Contratos do Proagro caíram 25% no RS desde 2022
O Proagro é um seguro rural, pago pelos produtores, que os protege em caso de eventos adversos previstos no programa. Para obter a indenização, é necessário apresentar laudos técnicos que atestem as perdas. Assim, o recurso financeiro garante a continuidade da atividade agrícola, minimizando os impactos dos prejuízos.
Segundo a Fetag, os contratos do Proagro caíram 25,3% entre 2022 e 2024 no Rio Grande do Sul, enquanto o endividamento rural gaúcho chega a R$ 28,4 bilhões.
Securitização das dívidas
A audiência pública também discutiu a aprovação de dois projetos de lei em tramitação no Congresso Nacional, voltados à securitização de dívidas de produtores rurais afetados por adversidades climáticas a partir de 2021. O PL 341/2025, de autoria do deputado federal Pedro Westphalen (PP-RS), e o PL 320/2025, do senador Luis Carlos Heinze (PP-RS), que já tramita na Comissão de Agricultura e Reforma Agrária do Senado sob relatoria do senador Hamilton Mourão (REPUBLICANOS-RS).
As propostas autorizam a securitização das dívidas de produtores rurais contratadas até o final de junho de 2025, desde que seus empreendimentos tenham sido afetados por eventos climáticos adversos em municípios que decretaram situação de emergência ou calamidade pública.
São elegíveis para a securitização os seguintes tipos de dívidas:
- operações de crédito rural em atraso ou vencidas, incluindo aquelas já renegociadas sob normas anteriores;
- contratos firmados com bancos públicos e privados, cooperativas de crédito e agentes financeiros autorizados pelo Sistema Nacional de Crédito Rural (SNCR);
- dívidas adquiridas junto a instituições financeiras por meio de Cédulas de Produto Rural (CPR), Cédulas de Crédito Rural (CCR) e outros instrumentos equivalentes;
- operações judicializadas, independentemente da fase processual em que se encontrem.

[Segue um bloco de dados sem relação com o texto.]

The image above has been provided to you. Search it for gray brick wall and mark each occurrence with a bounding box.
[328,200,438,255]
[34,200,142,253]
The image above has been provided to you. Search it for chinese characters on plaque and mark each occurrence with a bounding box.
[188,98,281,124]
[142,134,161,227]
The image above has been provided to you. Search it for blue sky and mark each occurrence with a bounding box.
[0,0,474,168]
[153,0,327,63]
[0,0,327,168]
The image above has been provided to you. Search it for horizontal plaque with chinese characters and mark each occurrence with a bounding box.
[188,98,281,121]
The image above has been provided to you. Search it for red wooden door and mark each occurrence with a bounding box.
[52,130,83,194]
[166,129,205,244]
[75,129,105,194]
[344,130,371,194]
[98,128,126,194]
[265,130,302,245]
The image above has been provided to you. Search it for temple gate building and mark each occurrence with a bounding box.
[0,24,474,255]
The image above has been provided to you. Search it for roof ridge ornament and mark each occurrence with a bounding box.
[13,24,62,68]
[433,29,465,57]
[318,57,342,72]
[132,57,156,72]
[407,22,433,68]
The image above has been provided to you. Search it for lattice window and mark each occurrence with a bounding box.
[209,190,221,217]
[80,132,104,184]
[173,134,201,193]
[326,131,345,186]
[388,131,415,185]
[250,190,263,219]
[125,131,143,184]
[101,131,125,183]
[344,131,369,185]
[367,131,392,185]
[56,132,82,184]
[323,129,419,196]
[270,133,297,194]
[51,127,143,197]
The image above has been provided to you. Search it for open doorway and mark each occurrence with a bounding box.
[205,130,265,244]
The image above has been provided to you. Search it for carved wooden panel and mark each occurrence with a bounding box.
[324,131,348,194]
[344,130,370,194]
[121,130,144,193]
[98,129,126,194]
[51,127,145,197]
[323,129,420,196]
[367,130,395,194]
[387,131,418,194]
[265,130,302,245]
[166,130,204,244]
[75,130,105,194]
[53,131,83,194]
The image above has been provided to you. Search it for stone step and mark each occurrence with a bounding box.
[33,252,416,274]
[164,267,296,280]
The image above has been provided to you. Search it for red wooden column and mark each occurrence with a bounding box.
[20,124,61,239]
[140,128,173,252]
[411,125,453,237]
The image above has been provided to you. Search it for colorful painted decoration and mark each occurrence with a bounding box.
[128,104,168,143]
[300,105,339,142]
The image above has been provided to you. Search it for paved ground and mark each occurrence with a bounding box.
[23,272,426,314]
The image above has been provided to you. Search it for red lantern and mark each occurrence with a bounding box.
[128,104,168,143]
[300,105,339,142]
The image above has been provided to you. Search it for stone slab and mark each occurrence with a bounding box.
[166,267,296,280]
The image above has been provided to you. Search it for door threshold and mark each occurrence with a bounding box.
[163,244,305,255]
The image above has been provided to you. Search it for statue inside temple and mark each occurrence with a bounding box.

Manifestações já foram realizadas no RS
Desde o agravamento da estiagem no Rio Grande do Sul, no início deste ano, entidades do setor vêm fazendo manifestações públicas com pedidos de medidas concretas do governo federal e também do governo estadual. Em fevereiro, a Fetag organizou uma mobilização em 14 municípios gaúchos contra o endividamento no meio rural. Produtores rurais também protestaram durante a Expodireto Cotrijal, em Não-Me-Toque.